L'année 1970 est celle du Centenaire de la Société Géologique du Nord (SGN). De ce fait, le tome XC des Annales, fort de 506 pages, comporte les actes du colloque du Centenaire qui s'est tenu les 27 et 28 novembre à la Cité Scientifique à Villeneuve d'Ascq (fascicule 4 du tome XC). Le Conseil d'administration chargé de son organisation et de la publication des actes était le suivant :
Président d'honneur M. G. Waterlot
Président M. M. Gantois
Premier Vice-Président Melle D. Brice
Vice-Présidents MM. A. Beugnies et G. Souliez
Secrétaire M. J. Paquet
Secrétaire-Adjoint M. J.-P. Laveine
Trésorier M. l'Abbé G. Tieghem
Déléguée aux publications Mme Paule Corsin
Archiviste-Bibliothécaire M. S. Loboziak
Conseillers M. A. Bonte, Mme S. Defretin, MM. A. Dalinval, Ch. Delattre, J. Prouvost et J. Dercourt
La Société s'est réunie en Assemblée générale le 14 janvier, au cours de laquelle elle a élu le Conseil d'administration de l'année.
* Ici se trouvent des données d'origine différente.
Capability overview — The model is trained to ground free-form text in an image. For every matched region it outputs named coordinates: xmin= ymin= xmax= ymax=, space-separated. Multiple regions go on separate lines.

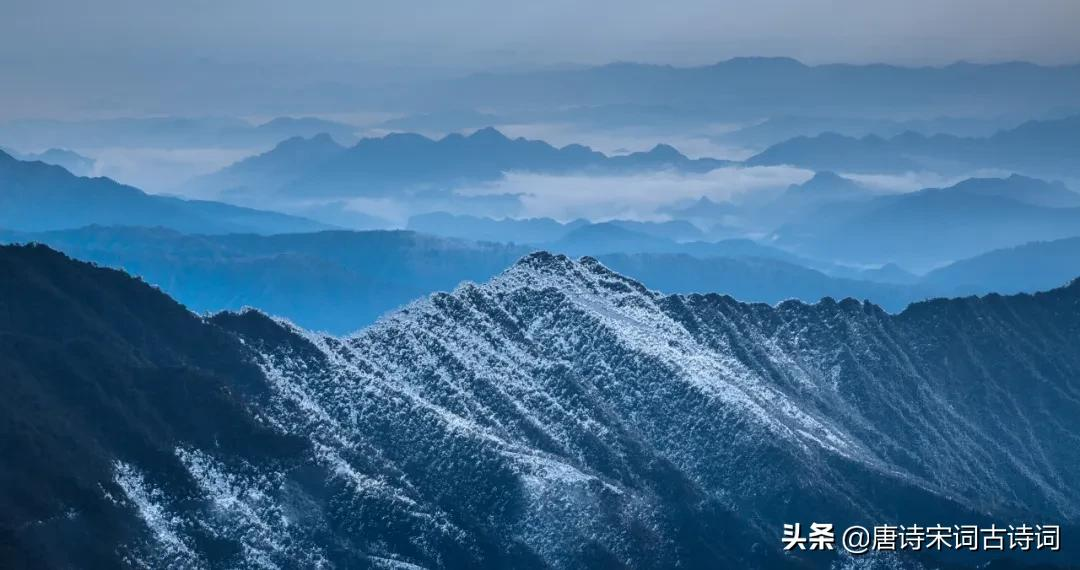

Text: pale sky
xmin=6 ymin=0 xmax=1080 ymax=67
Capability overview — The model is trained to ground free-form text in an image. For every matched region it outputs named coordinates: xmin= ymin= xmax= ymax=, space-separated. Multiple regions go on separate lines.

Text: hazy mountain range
xmin=773 ymin=175 xmax=1080 ymax=270
xmin=746 ymin=116 xmax=1080 ymax=178
xmin=0 ymin=117 xmax=356 ymax=149
xmin=190 ymin=127 xmax=731 ymax=198
xmin=0 ymin=247 xmax=1080 ymax=568
xmin=0 ymin=151 xmax=327 ymax=233
xmin=375 ymin=57 xmax=1080 ymax=120
xmin=0 ymin=148 xmax=95 ymax=176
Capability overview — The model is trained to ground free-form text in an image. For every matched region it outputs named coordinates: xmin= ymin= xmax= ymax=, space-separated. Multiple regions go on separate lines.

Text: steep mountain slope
xmin=0 ymin=247 xmax=1080 ymax=569
xmin=0 ymin=227 xmax=924 ymax=334
xmin=922 ymin=238 xmax=1080 ymax=295
xmin=0 ymin=152 xmax=326 ymax=233
xmin=597 ymin=254 xmax=924 ymax=312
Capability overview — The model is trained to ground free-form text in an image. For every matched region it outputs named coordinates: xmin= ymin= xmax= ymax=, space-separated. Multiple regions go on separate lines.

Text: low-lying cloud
xmin=459 ymin=166 xmax=813 ymax=220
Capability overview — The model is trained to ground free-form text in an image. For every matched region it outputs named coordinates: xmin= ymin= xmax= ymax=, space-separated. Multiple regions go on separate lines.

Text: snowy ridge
xmin=105 ymin=253 xmax=1080 ymax=568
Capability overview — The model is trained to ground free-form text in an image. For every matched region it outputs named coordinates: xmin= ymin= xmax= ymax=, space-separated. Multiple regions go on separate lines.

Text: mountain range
xmin=0 ymin=227 xmax=929 ymax=334
xmin=0 ymin=246 xmax=1080 ymax=569
xmin=772 ymin=175 xmax=1080 ymax=271
xmin=0 ymin=148 xmax=96 ymax=176
xmin=0 ymin=151 xmax=327 ymax=233
xmin=746 ymin=116 xmax=1080 ymax=179
xmin=406 ymin=212 xmax=705 ymax=244
xmin=190 ymin=127 xmax=731 ymax=199
xmin=0 ymin=117 xmax=356 ymax=149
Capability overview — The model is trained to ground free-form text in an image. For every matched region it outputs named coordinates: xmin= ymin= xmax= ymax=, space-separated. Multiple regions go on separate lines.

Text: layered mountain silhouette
xmin=378 ymin=57 xmax=1080 ymax=121
xmin=777 ymin=175 xmax=1080 ymax=269
xmin=0 ymin=117 xmax=356 ymax=149
xmin=922 ymin=238 xmax=1080 ymax=295
xmin=746 ymin=116 xmax=1080 ymax=178
xmin=0 ymin=148 xmax=96 ymax=176
xmin=191 ymin=127 xmax=731 ymax=198
xmin=0 ymin=151 xmax=327 ymax=233
xmin=0 ymin=246 xmax=1080 ymax=568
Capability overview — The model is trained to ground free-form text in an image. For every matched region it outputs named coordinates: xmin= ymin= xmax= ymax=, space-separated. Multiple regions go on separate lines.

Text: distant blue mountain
xmin=382 ymin=57 xmax=1080 ymax=124
xmin=0 ymin=117 xmax=356 ymax=149
xmin=407 ymin=212 xmax=704 ymax=244
xmin=0 ymin=148 xmax=97 ymax=176
xmin=711 ymin=114 xmax=1020 ymax=149
xmin=775 ymin=176 xmax=1080 ymax=270
xmin=746 ymin=116 xmax=1080 ymax=177
xmin=0 ymin=152 xmax=326 ymax=233
xmin=193 ymin=127 xmax=731 ymax=198
xmin=0 ymin=226 xmax=926 ymax=334
xmin=922 ymin=238 xmax=1080 ymax=295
Elle a tenu cinq « séances ordinaires » mensuelles (11 février, 4 mars, 15 avril, 13 mai, 28 octobre et 16 décembre) et une réunion extraordinaire sur le terrain le 14 juin au cours de laquelle G. Waterlot a conduit la SGN dans la région lilloise pour étudier la « Géologie du Mélantois-Pévèle ». La séance de novembre était remplacée par le colloque du Centenaire qui a réuni 115 participants les 27 et 28 novembre (liste pages 497-499 du tome). Cet événement fut l'occasion d'inciter les étudiants de 2e et 3e cycles de l'université qui ne l'étaient pas encore à devenir membres de la Société ; les candidats furent élus au cours des séances ordinaires de l'année ; ceux qui auraient dû l'être à la séance de novembre l'ont été soit à la séance de décembre, soit à celle de janvier 1971 (cf. le tome XCI des Annales). On retrouve ainsi comme nouveaux membres Jacky Mania, Bernard Odent, Francis Meilliez, Danielle Decrouez, Monique Mercier, Bruno Mistiaen, Noël Beun, Jean-Marie Flament, Patrick De Wever, Alain Blieck, Jean-Pierre Colbeaux, Jean-Marie Dégardin et Yvonne Battiau-Queney. Ils ont participé au colloque du Centenaire qui fut pour la plupart d'entre eux, sinon tous, leur premier congrès de géologie. On retrouve également parmi ces « nouveaux membres du Centenaire » de jeunes enseignants-chercheurs (qu'on n'appelait pas encore comme ça, la plupart étant « assistants ») Jean-Jacques Verriez, Jean Didon, Jacky Ferrière [en dehors de celles et ceux qui étaient déjà membres]. Dans son discours d'investiture lors de la séance du 11 février, le nouveau président, Joseph Gantois, rappelant que « la Société Géologique du Nord est la plus ancienne Société géologique française après celle de Paris », souhaite que « à la sortie d'une époque troublée qui a ébranlé la Faculté » [J. Gantois fait référence aux événements de 1968], « le centenaire de notre Société marque le renouveau de la saine et franche amitié qui, comme le disait l'un de [ses] prédécesseurs, faisait de la Société Géologique du Nord "la première" en France par la chaude amitié qui y règne » (p. 6 du tome XC). L'arrivée d'une cohorte de jeunes membres, étudiants et assistants, à l'occasion du Centenaire y a certainement contribué…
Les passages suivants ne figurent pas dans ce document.